С сентября 1943 г командиром флотилии стал корветтен-капитан Герман Бюхтинг, ранее командовавший «S-27», потопленным в Керченском проливе, а затем «S-51» (семь пробоин от 20‑мм снарядов зенитки, временно захваченной диверсантами, заделали, и мелкие повреждения отремонтировали на базе «Иван-Баба»). Прежний командир, Георг Кристиансен, отделался лёгкой контузией при гибели «Кёльна», весьма умело организовал восстановление базы после налёта русской авиации; за боевые успехи получил «дубовые листья» к Рыцарскому кресту и отбыл на штабную работу.
Последним боевым эпизодом в деятельности германских торпедных катеров в 1943 году стало участие в блокаде Эльтигенского плацдарма в ноябре — декабре. Пятерка катеров совершила 17 групповых походов. шнельботам, которые взаимодействовали с тральщиками и быстроходными десантными баржами, удалось с середины ноября блокировать советский десант, что спустя две недели привело к его гибели. Операция прошла почти без потерь, что было, в частности, связано с удачным сдерживанием со стороны люфтваффе авиации КЧФ. Подопечные Бюхтинга заплатили за месяц боевых столкновений и пяти безрезультатных торпедных атак лишь повреждением катера «S-49», который так и не сумел увернуться от снарядов авиапушек.

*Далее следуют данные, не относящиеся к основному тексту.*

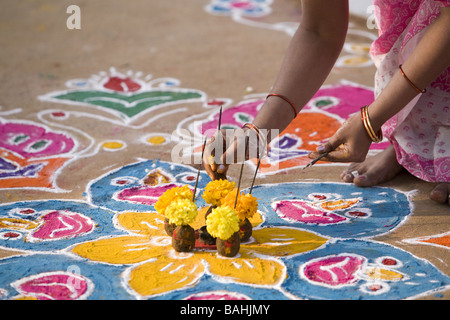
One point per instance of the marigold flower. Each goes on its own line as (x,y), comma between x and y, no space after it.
(181,212)
(216,190)
(246,205)
(170,195)
(222,222)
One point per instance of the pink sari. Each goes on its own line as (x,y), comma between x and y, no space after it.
(420,132)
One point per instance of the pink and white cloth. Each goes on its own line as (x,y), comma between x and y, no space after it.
(420,132)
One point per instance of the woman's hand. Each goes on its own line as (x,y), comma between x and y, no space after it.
(349,144)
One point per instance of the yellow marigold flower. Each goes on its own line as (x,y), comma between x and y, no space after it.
(170,195)
(246,206)
(181,212)
(222,222)
(216,190)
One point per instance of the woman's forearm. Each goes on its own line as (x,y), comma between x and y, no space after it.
(309,59)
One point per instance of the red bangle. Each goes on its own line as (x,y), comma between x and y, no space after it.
(410,82)
(285,99)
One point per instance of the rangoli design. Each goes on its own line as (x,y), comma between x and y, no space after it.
(310,240)
(31,154)
(125,96)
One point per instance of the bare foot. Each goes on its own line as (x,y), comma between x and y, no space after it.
(374,170)
(441,193)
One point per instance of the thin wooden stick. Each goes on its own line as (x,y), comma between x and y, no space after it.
(198,171)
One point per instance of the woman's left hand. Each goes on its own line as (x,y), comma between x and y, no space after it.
(349,144)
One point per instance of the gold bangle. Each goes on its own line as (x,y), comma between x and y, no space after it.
(375,137)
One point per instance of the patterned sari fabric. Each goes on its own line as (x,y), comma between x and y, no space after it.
(420,132)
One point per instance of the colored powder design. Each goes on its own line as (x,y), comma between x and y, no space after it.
(156,140)
(138,186)
(50,225)
(305,212)
(285,258)
(126,97)
(58,225)
(333,271)
(31,154)
(441,241)
(217,295)
(52,286)
(113,145)
(144,194)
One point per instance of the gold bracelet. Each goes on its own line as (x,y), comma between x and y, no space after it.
(375,137)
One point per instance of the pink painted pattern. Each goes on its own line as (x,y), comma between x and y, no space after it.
(334,271)
(144,194)
(31,141)
(55,286)
(305,212)
(61,225)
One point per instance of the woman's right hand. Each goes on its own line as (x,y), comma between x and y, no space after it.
(226,147)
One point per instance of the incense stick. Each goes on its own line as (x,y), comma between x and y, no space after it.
(315,160)
(198,171)
(257,167)
(220,118)
(242,169)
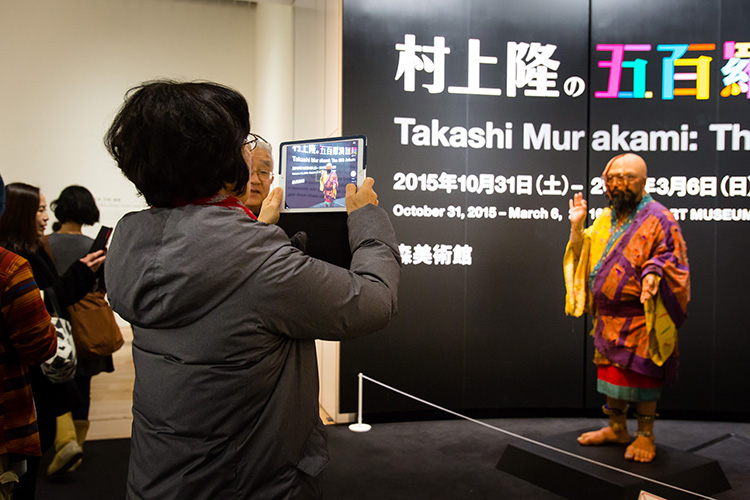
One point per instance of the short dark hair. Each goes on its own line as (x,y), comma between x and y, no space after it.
(181,141)
(18,230)
(75,204)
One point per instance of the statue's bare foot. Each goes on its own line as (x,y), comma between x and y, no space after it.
(642,449)
(603,435)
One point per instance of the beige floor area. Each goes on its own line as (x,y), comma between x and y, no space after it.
(112,396)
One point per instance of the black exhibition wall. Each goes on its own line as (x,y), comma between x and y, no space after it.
(483,118)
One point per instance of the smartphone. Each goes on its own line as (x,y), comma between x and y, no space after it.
(314,173)
(100,243)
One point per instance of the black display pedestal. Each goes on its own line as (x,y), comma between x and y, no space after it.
(577,479)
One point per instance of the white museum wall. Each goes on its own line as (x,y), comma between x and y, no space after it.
(67,64)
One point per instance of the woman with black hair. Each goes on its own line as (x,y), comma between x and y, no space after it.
(22,227)
(74,208)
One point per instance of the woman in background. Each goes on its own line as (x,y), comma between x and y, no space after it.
(22,227)
(74,208)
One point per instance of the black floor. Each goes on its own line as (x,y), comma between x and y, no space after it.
(434,460)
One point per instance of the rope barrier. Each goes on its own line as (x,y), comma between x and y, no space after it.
(512,434)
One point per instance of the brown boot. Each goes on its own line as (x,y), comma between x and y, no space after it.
(67,449)
(82,428)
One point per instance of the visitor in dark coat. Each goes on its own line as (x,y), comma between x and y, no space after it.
(225,310)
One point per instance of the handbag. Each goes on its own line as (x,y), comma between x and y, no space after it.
(95,329)
(61,367)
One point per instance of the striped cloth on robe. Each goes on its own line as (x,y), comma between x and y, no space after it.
(605,282)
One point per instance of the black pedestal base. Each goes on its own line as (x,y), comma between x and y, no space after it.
(577,479)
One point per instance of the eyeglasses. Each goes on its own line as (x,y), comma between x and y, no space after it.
(252,140)
(611,179)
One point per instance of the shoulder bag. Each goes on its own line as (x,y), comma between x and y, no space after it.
(62,366)
(95,329)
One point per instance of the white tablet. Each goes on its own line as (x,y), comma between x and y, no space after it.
(314,173)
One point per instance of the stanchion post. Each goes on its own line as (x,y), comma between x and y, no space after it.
(359,426)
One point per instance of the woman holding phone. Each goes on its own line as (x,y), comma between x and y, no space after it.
(22,228)
(73,209)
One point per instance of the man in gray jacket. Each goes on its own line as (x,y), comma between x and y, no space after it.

Всю зиму штормило, и не было в ближних окрестностях морских операций, — зато на суше советские войска продвигались всё дальше и дальше на запад, оставляя Крым уже фактически в тылу. Долго это продолжаться не могло; катерники, народ лихой, но трезвомыслящий, понимали, что затишью скоро придет конец — и вряд ли он будет славным.
Так и получилось. 15 февраля 1944 года двенадцать «Ил-2» в сопровождении стольких же «Як-9» двумя группами штурмовали базу торпедных катеров. Два «Ил-2» подавляли средства противовоздушной обороны, остальные атаковали шнельботы в акватории. Один торпедный катер получил серьёзные повреждения, хотя и остался на плаву. Был подавлен огонь трёх батарей 20‑мм зениток и вызваны сильные взрывы в районе торпедно-пристрелочной станции (сдетонировали две торпеды, готовые к погрузке на шнельботы).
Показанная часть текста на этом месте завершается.